What are the world's countries doing about climate change?
The U.N. Paris Agreement adopted in 2015 gave countries a goal: to limit global average temperature rise to "well below" 2 degrees Celsius (3.6 Fahrenheit) above pre-industrial times while "pursuing efforts" for a tougher ceiling of 1.5C (2.7F).
Since then, there has been "near-universal" action towards these targets, with government policies to cut planet-heating emissions across various sectors, said the U.N. stocktake.
Renewable energy such as wind and solar has rapidly developed, for example, and is expected to become the largest source of global electricity generation by 2025, according to the International Energy Agency (IEA).
But a landmark series of global scientific reports have said countries must increase the ambition of their plans and carry them out more quickly, especially to phase out the extraction and use of fossil fuels - coal, oil and natural gas.

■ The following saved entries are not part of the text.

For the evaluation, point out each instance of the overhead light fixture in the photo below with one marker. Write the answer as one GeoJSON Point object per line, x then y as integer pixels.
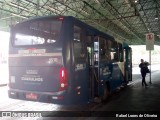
{"type": "Point", "coordinates": [136, 1]}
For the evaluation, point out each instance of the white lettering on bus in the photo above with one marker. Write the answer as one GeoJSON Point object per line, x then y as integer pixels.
{"type": "Point", "coordinates": [32, 72]}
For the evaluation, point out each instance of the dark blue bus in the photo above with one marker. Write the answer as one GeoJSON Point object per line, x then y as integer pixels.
{"type": "Point", "coordinates": [59, 59]}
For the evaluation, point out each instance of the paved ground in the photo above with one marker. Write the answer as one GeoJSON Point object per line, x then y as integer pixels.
{"type": "Point", "coordinates": [130, 100]}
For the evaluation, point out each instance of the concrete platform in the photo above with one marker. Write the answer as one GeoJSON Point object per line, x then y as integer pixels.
{"type": "Point", "coordinates": [132, 102]}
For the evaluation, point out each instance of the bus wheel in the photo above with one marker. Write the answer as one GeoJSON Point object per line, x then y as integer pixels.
{"type": "Point", "coordinates": [106, 91]}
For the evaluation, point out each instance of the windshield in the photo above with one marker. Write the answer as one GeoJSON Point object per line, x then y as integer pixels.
{"type": "Point", "coordinates": [37, 32]}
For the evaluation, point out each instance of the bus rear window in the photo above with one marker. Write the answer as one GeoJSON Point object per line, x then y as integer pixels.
{"type": "Point", "coordinates": [37, 32]}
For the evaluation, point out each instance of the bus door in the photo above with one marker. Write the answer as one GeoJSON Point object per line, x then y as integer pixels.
{"type": "Point", "coordinates": [80, 82]}
{"type": "Point", "coordinates": [93, 60]}
{"type": "Point", "coordinates": [128, 63]}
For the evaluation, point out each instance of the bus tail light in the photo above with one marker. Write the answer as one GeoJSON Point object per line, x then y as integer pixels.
{"type": "Point", "coordinates": [63, 79]}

Despite the urgency, countries are missing U.N. deadlines to submit updated climate plans under the Paris Agreement more than half the time, according to the London-based International Institute for Environment and Development (IIED).
Has there been progress on climate?
In short, yes. Future temperature rises are expected to be less extreme, thanks to government commitments to reduce greenhouse gas emissions.
In 2010, global temperature increases were projected to be between 3.7 and 4.8C in 2100, compared to pre-industrial times, but that range has been brought down to between 2.4 and 2.6C in 2022, according to the U.N. Intergovernmental Panel on Climate Change (IPCC).
This, however, is still well above the 1.5C target that scientists say is a crucial point when impacts like heatwaves, droughts and flooding become ever more frequent and severe.
The IPCC says meeting the 1.5C goal would require cutting greenhouse gas emissions by 43% by 2030 from 2019 levels.
But energy-related emissions of carbon dioxide, the main man-made greenhouse gas, rose to a record high in 2022, according to the IEA.
To get climate action on track will require a dramatic acceleration, from halting deforestation to transforming the ways humans travel, work and eat - such as reducing high-polluting plane journeys and meat consumption.
Is extreme weather normal now?
Scientists are becoming increasingly adept at connecting the dots between extreme individual events and climate change.
Record heat in Europe and North America in July 2023, for example, would have been "virtually impossible" without the impacts of climate change, according to World Weather Attribution, an international group of scientists.
The same group said Libya's heavy rainfall in September, which triggered deadly floods, was up to 50 times more likely due to human-caused warming.
As extreme weather becomes more frequent and widespread, funding to help developing countries protect their people and assets needs to increase by up to 10 times, according to the United Nations - through measures like strengthening infrastructure or restoring nature as a flood buffer.
Will we ever solve the climate crisis?
The window of opportunity is narrowing to cut greenhouse gas emissions fast enough to slow the planet's warming and stay within the 1.5C limit, scientists and U.N. officials say.
Breaching it could lead to a range of dangerous "tipping points" - or points of no return - such as the collapse of ice sheets in Greenland or Antarctica which could turbo-charge sea level rise, or the mass death of tropical coral reefs in warming oceans.
But there are positive tipping points, too.
Electric vehicle sales could soon surge as prices fall to near parity with fossil-fuel vehicles, for example.
Given the right protection, forests, peatlands and other ecosystems can thrive - capturing and absorbing human-caused emissions.
Solutions to the climate crisis already exist, but they require unprecedented changes at a new scale and pace across societies, says the IPCC.
And even if global warming does exceed 1.5C in the coming years, it adds, every fraction of a degree matters to limit the harm to people and the planet - and to help pull temperatures back down to safer levels when the time comes.